My idea was to perhaps turn this report into a Feral game "mega issue", where workarounds and discussions can be found for all broken Feral Linux ports, regardless of specific technicalities of why they broke.

smcv commented 3 days ago

My idea was to perhaps turn this report into a Feral game "mega issue", where workarounds and discussions can be found for all broken Feral Linux ports, regardless of specific technicalities of why they broke.

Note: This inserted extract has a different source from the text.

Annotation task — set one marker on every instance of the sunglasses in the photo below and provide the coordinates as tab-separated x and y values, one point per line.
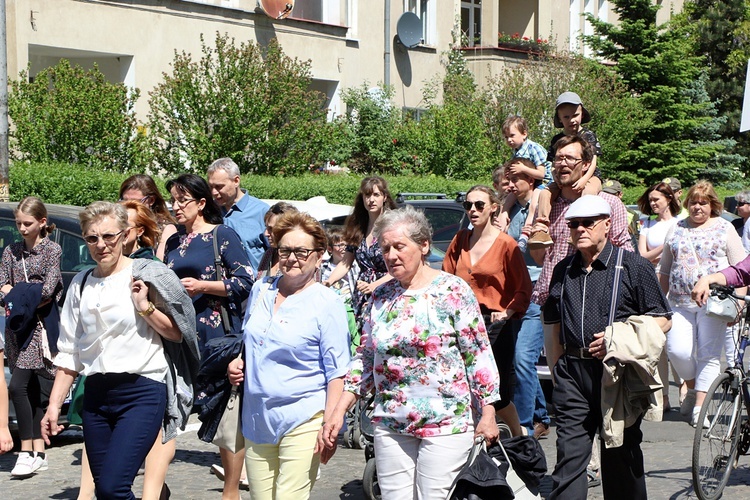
108	238
479	204
587	223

Please don't. As the person doing a lot of the triaging and bug fixing for the Steam Runtime, I strongly prefer not to have mega-issues that conflate more than one underlying problem, because that's an issue that we can most likely never close - even if we can find a way to resolve or work around most of the underlying root causes! And during the time that it remains open, it will accumulate well-intentioned messages about different underlying problems, which means we have to spend more time disentangling several different root causes in order to understand the problem, leaving less time available for actually fixing anything.

Sorry, but this is primarily an issue tracker for Steam users to report issues to us so that we can (try to) fix them. Being able to document workarounds for other Steam users for the things we can't fix is also useful, but that's only a secondary purpose of an issue tracker.

The LiS:BtS issue might also be a more general thing for a different generation of Feral ports, since you're reusing a workaround that seems to have been developed for Xcom 2. I think it would be worth discussing on a separate issue (particularly if we can involve the author of the Xcom 2 workaround in that discussion), but not here.

smcv commented 3 days ago

The original Life is Strange game runs out-of-the box without any launch options or patched libraries for me. I don't think I can test the free demo after owning the full game?

Yes, I believe that's correct. Technically it isn't actually a free demo - Steam has a mechanism for publishing demos, and Life is Strange 1 doesn't use it. Instead, it's been implemented as a short free game (containing the engine and episode 1) with some paid DLC (the rest of the episodes).

Normally if a game developer uses that technique, when they update the engine with bug fixes, free and paying users would get exactly the same engine and therefore the same bug fixes. Unfortunately, their workaround for this same issue wasn't implemented as part of the engine, but instead is in a separate hotfix depot which was made available as part of the "paid-for game" (technically, the paid-for DLC episodes). I don't know whether the developer did this intentionally or accidentally, but my guess would be accidentally (they probably weren't thinking about free-to-play demo users when they published the hotfix).

As far as I can tell, it wasn't even a hotfix for this bug - it's a workaround for an unrelated regression in an older version of glibc (which was subsequently fixed in glibc), but it accidentally fixes this bug as a side-effect.

smcv commented 3 days ago

The games launch consecutive times with the standard ln -s in the launch options and probably just get ignored/silently fail after the first run.

Ah, I'm too used to using set -e to try to write robust shell scripts; but of course Launch Options doesn't do that, so, yes, the ln -s will fail but the failure will be ignored. You'll see an error message in ~/.steam/steam/logs/console-linux.txt, which would go away if you used ln -fns.

XaeroVincent commented 2 days ago

The games launch consecutive times with the standard ln -s in the launch options and probably just get ignored/silently fail after the first run.

Ah, I'm too used to using set -e to try to write robust shell scripts; but of course Launch Options doesn't do that, so, yes, the ln -s will fail but the failure will be ignored. You'll see an error message in ~/.steam/steam/logs/console-linux.txt, which would go away if you used ln -fns.

Nice. I see "Legacy runtime 1.0" was added to the compatibility tool list.

XaeroVincent commented 2 days ago

Replying to https://github.com/ValveSoftware/steam-runtime/issues/613#issuecomment-2505912537

A mess. Sounds like Feral should just remove that depot from Steam and just have the Windows version with Proton as a free Episode 1.